KirokuForms

Example: Handling HITL Task Callbacks

Learn how to build a listener endpoint to asynchronously receive and process notifications for Human-in-the-Loop (HITL) task events from KirokuForms.

Asynchronous HITL with Callbacks

When your AI system creates a Human-in-the-Loop task using the KirokuForms MCP API or Python SDK, you can provide a callbackUrl. When the status of this task changes (e.g., a human reviewer completes it), KirokuForms will send an HTTP POST request (a callback, which is a type of webhook) to your specified URL.

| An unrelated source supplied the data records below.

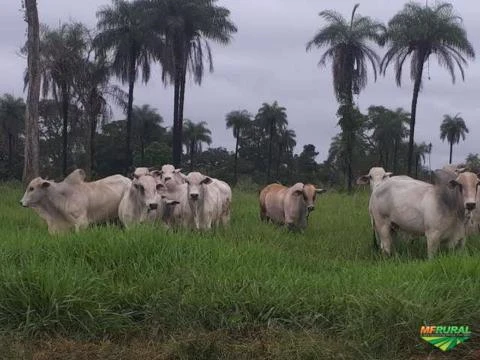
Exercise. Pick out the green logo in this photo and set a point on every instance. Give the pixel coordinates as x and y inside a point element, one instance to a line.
<point>445,337</point>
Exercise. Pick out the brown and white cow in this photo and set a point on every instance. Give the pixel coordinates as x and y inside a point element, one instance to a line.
<point>74,203</point>
<point>290,206</point>
<point>439,211</point>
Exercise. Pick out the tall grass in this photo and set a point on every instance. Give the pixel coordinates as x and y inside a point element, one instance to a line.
<point>326,283</point>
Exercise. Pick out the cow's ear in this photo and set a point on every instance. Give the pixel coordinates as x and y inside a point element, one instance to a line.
<point>453,183</point>
<point>207,180</point>
<point>363,180</point>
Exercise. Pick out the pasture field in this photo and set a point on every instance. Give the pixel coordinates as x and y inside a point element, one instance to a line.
<point>253,291</point>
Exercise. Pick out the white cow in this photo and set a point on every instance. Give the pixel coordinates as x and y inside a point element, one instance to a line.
<point>206,200</point>
<point>374,177</point>
<point>141,203</point>
<point>169,173</point>
<point>439,211</point>
<point>74,203</point>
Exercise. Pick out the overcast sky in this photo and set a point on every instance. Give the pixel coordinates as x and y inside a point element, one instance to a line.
<point>267,61</point>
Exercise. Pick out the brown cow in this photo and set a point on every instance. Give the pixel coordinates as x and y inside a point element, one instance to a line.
<point>290,206</point>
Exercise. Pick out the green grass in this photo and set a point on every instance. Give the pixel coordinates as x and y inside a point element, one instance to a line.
<point>319,294</point>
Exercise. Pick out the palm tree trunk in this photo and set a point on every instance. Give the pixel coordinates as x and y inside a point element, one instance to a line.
<point>416,91</point>
<point>395,153</point>
<point>65,105</point>
<point>451,150</point>
<point>10,153</point>
<point>177,124</point>
<point>235,178</point>
<point>131,84</point>
<point>181,101</point>
<point>32,148</point>
<point>270,142</point>
<point>192,151</point>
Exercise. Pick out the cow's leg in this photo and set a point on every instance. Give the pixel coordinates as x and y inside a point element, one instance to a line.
<point>384,231</point>
<point>433,242</point>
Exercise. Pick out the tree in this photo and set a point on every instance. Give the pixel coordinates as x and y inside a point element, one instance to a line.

This event-driven approach is highly efficient as it avoids the need for your application to continuously poll KirokuForms for task status updates, especially useful for tasks that might take a significant amount of time for human review.

General Webhook Concepts

This page focuses on a specific example for HITL task callbacks. For a comprehensive understanding of general webhook principles, managing form-level webhooks (e.g., for all new submissions to a specific form), detailed signature verification steps, and troubleshooting, please refer to our main Webhooks Documentation.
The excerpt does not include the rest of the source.